Muitos críticos de Calvino argumentam que ele foi responsável por tantas mortes e, portanto, criticam os presbiterianos, implicando que os calvinistas seguiram os ensinamentos de um tirano. Entre os críticos que existem na internet, repetem uma soma de "execuções" de Calvino, sem citação de fontes primárias. Eles dizem que ele "executou 57 pessoas" ao longo de quatro anos, "durante o auge do poder de Calvino." Mas a origem desse número de execuções não é conhecida com certeza e, mesmo uma fonte anticalvinista mais moderada, coloca o número de execuções em 38 ("Calvin: A Biography", de Bernard Cottret).[1]
Ao considerar essas execuções, é importante observar que Calvino nunca teve qualquer poder formal fora da Igreja durante sua permanência em Genebra. O governo da Igreja em Genebra era de modelo presbiteriano: tinha um pastor e um corpo consistório de anciãos governantes. Ao contrário da concepção popular, o governo da igreja não era o mesmo governo da cidade, o qual era de "o Conselho".

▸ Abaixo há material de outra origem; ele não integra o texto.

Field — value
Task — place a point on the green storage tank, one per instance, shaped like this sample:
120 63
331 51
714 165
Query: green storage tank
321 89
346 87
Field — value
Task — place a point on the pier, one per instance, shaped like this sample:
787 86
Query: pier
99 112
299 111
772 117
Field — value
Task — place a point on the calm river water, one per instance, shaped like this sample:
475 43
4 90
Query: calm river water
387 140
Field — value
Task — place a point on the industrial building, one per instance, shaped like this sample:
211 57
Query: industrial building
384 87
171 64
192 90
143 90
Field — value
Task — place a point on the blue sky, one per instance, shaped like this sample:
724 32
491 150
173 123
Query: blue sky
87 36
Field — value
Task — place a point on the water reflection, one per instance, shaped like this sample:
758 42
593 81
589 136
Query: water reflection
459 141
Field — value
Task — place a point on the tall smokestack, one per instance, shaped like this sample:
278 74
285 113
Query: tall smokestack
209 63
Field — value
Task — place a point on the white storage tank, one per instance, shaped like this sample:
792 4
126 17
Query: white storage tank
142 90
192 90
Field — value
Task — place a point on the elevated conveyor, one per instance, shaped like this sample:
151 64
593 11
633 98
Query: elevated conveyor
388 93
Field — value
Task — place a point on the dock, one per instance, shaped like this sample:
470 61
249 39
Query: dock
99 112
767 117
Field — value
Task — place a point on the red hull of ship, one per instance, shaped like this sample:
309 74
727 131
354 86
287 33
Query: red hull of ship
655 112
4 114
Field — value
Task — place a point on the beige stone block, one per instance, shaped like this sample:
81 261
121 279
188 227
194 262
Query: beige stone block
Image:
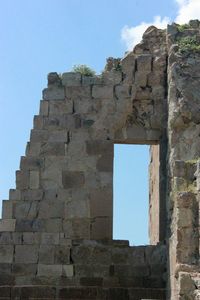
60 107
7 209
73 179
34 179
44 108
122 91
77 228
31 163
50 209
7 225
77 208
71 79
30 238
101 229
22 179
101 202
38 122
141 79
6 253
50 238
26 254
39 136
80 92
53 225
33 149
102 91
128 67
46 254
68 270
50 270
25 209
54 93
144 63
105 163
14 194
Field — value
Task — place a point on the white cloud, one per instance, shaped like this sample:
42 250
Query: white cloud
133 35
187 10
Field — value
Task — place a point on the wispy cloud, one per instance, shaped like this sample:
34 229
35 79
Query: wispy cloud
187 10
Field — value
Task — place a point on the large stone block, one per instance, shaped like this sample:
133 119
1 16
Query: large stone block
144 63
6 253
71 79
26 254
72 179
54 93
101 203
46 254
7 225
102 91
49 270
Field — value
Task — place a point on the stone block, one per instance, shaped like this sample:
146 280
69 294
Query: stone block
32 195
23 269
53 225
80 92
77 228
46 254
31 163
25 209
38 122
101 228
22 180
102 91
39 136
53 148
50 209
49 270
7 225
71 79
128 67
105 163
30 238
68 270
101 203
144 63
141 79
73 179
6 253
122 91
61 107
62 254
50 238
14 194
34 179
7 209
44 108
54 93
77 208
99 147
26 254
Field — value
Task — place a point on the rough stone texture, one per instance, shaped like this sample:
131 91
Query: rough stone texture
56 231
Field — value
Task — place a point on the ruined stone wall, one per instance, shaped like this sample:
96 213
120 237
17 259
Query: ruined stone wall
56 231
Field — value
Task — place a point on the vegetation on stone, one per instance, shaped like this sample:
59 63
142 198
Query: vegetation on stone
189 44
84 70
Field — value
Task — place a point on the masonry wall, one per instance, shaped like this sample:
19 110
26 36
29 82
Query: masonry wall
56 230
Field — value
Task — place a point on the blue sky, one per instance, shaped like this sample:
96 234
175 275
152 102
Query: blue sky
38 37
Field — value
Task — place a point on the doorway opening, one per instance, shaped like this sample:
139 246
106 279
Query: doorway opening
136 193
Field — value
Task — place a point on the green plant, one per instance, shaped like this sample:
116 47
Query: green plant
183 27
189 44
84 70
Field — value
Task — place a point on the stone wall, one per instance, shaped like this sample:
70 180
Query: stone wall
56 231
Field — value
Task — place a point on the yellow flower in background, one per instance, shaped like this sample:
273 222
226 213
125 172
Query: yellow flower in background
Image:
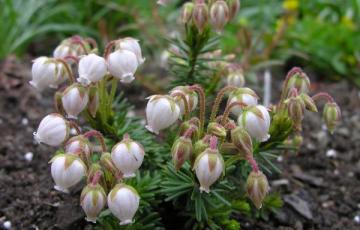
291 5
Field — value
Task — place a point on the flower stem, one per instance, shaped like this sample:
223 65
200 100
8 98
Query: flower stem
98 136
201 93
218 100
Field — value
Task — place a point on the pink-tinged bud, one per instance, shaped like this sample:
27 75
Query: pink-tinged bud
256 121
190 95
79 145
186 12
332 115
216 129
257 187
74 100
309 102
123 202
67 170
93 103
161 112
234 7
181 151
128 156
92 200
209 166
53 130
200 15
69 48
46 73
219 15
297 79
242 140
235 77
132 45
296 110
245 96
92 68
123 64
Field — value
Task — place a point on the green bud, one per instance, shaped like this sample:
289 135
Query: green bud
332 115
257 187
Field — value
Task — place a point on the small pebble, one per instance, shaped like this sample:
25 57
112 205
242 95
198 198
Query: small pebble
357 219
24 121
331 153
7 224
28 156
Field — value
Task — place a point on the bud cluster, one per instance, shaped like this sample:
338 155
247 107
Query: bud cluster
86 94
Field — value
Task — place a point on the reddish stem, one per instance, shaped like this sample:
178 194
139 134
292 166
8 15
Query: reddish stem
98 136
324 95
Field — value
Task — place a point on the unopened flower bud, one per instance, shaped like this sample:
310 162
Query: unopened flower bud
67 170
181 151
216 129
123 64
161 112
256 121
297 79
131 44
200 15
53 130
219 15
92 200
309 102
245 96
46 73
123 202
190 95
235 77
92 68
128 156
187 11
332 115
242 140
257 187
74 100
234 7
209 166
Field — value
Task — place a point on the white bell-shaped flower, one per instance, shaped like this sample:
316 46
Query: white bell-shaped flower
53 130
244 95
132 44
92 68
128 156
74 100
67 170
161 112
123 202
92 200
256 121
190 95
122 64
209 166
46 73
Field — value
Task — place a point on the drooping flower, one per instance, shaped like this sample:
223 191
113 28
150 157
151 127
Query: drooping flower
244 95
131 44
92 68
53 130
161 112
92 200
128 156
123 64
74 100
256 121
123 202
67 170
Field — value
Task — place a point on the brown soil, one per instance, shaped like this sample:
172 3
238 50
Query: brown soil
329 186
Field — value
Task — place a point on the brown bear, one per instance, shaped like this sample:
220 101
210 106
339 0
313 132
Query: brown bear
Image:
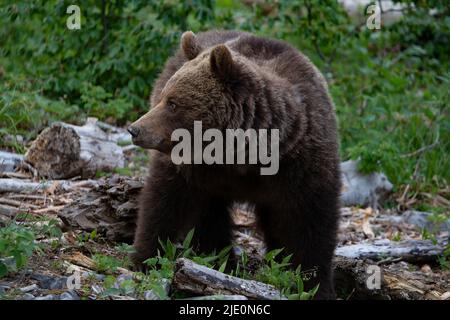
230 79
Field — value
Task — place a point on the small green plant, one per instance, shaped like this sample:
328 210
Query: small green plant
16 241
87 236
289 282
104 263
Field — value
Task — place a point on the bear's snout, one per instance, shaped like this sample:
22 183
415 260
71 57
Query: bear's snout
149 133
134 131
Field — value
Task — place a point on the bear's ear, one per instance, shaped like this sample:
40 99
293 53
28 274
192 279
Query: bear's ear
190 46
222 63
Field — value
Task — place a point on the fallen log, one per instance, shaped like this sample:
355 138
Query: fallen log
110 208
361 280
410 250
27 186
197 279
10 161
64 151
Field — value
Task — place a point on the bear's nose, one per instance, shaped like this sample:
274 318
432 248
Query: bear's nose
134 131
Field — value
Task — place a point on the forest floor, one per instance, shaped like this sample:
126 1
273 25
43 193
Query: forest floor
52 248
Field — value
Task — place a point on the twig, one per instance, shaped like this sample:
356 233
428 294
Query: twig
48 209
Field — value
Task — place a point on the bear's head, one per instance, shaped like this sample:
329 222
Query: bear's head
201 90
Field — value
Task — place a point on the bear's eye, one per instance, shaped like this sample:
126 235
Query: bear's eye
172 106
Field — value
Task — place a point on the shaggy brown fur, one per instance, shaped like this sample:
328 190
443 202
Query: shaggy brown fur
236 80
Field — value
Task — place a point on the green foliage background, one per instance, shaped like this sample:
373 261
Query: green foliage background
390 86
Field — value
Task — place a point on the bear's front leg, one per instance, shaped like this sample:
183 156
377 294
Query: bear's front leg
163 212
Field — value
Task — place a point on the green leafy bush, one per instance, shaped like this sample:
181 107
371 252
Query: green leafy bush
17 242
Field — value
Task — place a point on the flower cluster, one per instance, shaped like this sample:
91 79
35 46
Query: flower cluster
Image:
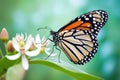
25 46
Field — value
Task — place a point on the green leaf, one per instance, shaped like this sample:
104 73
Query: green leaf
5 64
76 73
2 48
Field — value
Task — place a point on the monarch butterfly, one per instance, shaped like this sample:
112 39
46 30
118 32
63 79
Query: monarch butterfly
78 39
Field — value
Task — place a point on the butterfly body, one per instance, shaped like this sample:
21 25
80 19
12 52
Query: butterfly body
78 39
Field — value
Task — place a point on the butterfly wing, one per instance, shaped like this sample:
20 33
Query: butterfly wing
79 46
79 41
92 21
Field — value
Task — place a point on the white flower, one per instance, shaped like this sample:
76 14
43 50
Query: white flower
42 45
22 46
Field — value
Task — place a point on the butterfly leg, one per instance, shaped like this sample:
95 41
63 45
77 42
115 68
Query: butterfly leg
50 52
59 53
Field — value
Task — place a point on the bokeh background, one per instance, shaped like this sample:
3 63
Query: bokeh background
27 16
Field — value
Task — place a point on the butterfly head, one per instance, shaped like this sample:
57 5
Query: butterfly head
56 37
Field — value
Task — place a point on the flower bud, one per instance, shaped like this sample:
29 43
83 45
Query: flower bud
32 47
10 47
4 35
42 50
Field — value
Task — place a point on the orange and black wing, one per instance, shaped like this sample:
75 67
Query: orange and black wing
78 39
92 21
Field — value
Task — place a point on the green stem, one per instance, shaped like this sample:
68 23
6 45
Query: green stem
1 53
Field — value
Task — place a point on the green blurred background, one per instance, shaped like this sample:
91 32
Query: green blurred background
28 15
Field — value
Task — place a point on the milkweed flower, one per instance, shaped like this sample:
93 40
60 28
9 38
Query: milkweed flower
43 44
4 35
22 45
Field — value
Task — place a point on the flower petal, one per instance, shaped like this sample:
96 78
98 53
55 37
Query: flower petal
15 44
25 63
28 42
32 53
13 57
37 39
48 53
43 38
22 36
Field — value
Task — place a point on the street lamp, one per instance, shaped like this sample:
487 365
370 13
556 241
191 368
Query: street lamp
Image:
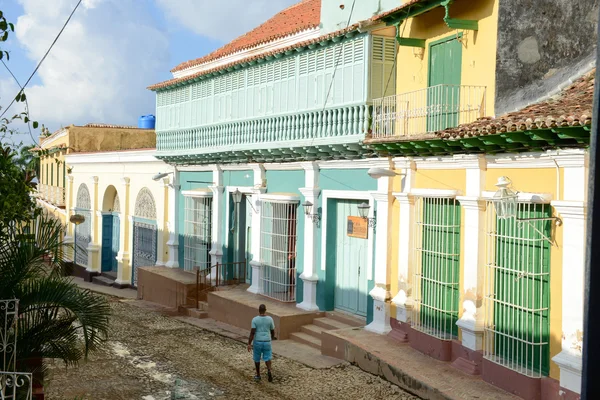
308 207
76 219
505 203
363 212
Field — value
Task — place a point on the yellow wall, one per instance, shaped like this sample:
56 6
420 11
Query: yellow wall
479 47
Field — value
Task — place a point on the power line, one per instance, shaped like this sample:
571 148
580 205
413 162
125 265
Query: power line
26 102
43 58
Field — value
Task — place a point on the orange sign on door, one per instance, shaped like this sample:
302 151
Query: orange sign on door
358 227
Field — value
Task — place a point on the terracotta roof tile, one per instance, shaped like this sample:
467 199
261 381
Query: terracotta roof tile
316 14
571 107
299 17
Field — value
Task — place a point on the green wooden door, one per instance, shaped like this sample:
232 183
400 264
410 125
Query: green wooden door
443 94
440 270
350 262
522 290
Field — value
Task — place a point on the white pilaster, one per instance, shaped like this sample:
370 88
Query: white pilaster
569 359
472 319
125 239
93 249
173 242
403 299
381 291
309 277
259 188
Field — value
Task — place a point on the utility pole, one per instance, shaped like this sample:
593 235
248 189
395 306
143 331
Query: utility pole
591 332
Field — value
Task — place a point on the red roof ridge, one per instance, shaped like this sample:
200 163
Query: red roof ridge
276 27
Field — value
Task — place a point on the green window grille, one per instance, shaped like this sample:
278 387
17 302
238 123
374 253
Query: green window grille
517 330
198 227
437 266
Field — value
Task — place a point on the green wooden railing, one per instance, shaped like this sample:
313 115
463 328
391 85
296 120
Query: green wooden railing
310 128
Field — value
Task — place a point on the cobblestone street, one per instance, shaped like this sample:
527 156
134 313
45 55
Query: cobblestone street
152 356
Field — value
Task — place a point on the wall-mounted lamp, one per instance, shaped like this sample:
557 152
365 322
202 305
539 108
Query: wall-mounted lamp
505 204
363 212
308 207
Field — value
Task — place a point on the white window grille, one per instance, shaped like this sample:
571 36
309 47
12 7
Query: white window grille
436 263
198 227
278 250
517 290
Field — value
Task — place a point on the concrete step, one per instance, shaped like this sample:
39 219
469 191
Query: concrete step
102 280
312 330
304 338
329 324
346 318
110 275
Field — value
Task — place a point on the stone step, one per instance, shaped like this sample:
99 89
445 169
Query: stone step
351 320
110 275
304 338
330 324
102 280
312 330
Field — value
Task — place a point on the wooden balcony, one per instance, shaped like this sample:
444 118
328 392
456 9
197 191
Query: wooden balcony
413 114
327 134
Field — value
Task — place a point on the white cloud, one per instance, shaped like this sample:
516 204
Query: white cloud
100 67
222 20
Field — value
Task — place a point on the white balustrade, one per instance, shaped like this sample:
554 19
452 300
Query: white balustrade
427 110
316 125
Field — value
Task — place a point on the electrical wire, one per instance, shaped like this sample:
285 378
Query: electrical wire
26 102
43 58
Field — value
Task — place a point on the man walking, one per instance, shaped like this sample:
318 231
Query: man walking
263 331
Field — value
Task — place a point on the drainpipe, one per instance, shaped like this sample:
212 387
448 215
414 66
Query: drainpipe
591 345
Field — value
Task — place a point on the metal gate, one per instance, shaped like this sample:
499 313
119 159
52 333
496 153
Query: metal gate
144 247
145 233
278 250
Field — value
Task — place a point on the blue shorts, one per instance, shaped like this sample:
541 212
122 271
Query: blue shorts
264 349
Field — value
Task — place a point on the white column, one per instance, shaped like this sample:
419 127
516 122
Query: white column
569 360
472 320
93 248
381 291
125 230
68 240
216 251
255 264
173 242
403 299
309 277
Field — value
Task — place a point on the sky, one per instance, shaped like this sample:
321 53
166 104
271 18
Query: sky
110 52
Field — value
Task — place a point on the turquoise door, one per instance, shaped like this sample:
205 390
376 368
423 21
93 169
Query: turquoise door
351 284
110 242
443 94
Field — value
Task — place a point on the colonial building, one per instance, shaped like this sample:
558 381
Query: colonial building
345 160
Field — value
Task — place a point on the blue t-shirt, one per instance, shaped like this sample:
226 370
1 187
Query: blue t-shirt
263 326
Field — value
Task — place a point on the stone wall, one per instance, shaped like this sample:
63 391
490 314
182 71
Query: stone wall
542 44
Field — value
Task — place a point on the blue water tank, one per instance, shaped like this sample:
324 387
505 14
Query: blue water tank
147 122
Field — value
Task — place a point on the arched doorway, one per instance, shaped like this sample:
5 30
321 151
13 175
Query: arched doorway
144 233
83 232
110 230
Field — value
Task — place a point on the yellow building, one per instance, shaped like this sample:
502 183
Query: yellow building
488 212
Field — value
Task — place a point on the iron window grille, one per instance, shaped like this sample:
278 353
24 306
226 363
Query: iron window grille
436 263
278 250
517 290
198 233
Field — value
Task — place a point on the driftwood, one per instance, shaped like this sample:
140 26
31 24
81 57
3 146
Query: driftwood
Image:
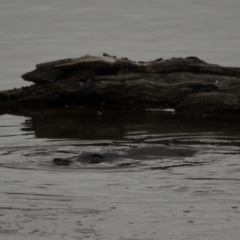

O Consistório da igreja lidava com questões morais e a pena máxima que poderia impor era a excomunhão. No entanto, durante muitos anos, não podiam sequer excomungar qualquer pessoa sem a aprovação prévia do Conselho. A pena máxima que o Concílio podia impor era à morte. No entanto, a própria decisão do Conselho podia ser apelada a outro órgão, que foi chamado de "O Conselho de Duzentos", assim chamado porque era composto de duzentos cidadãos de Genebra.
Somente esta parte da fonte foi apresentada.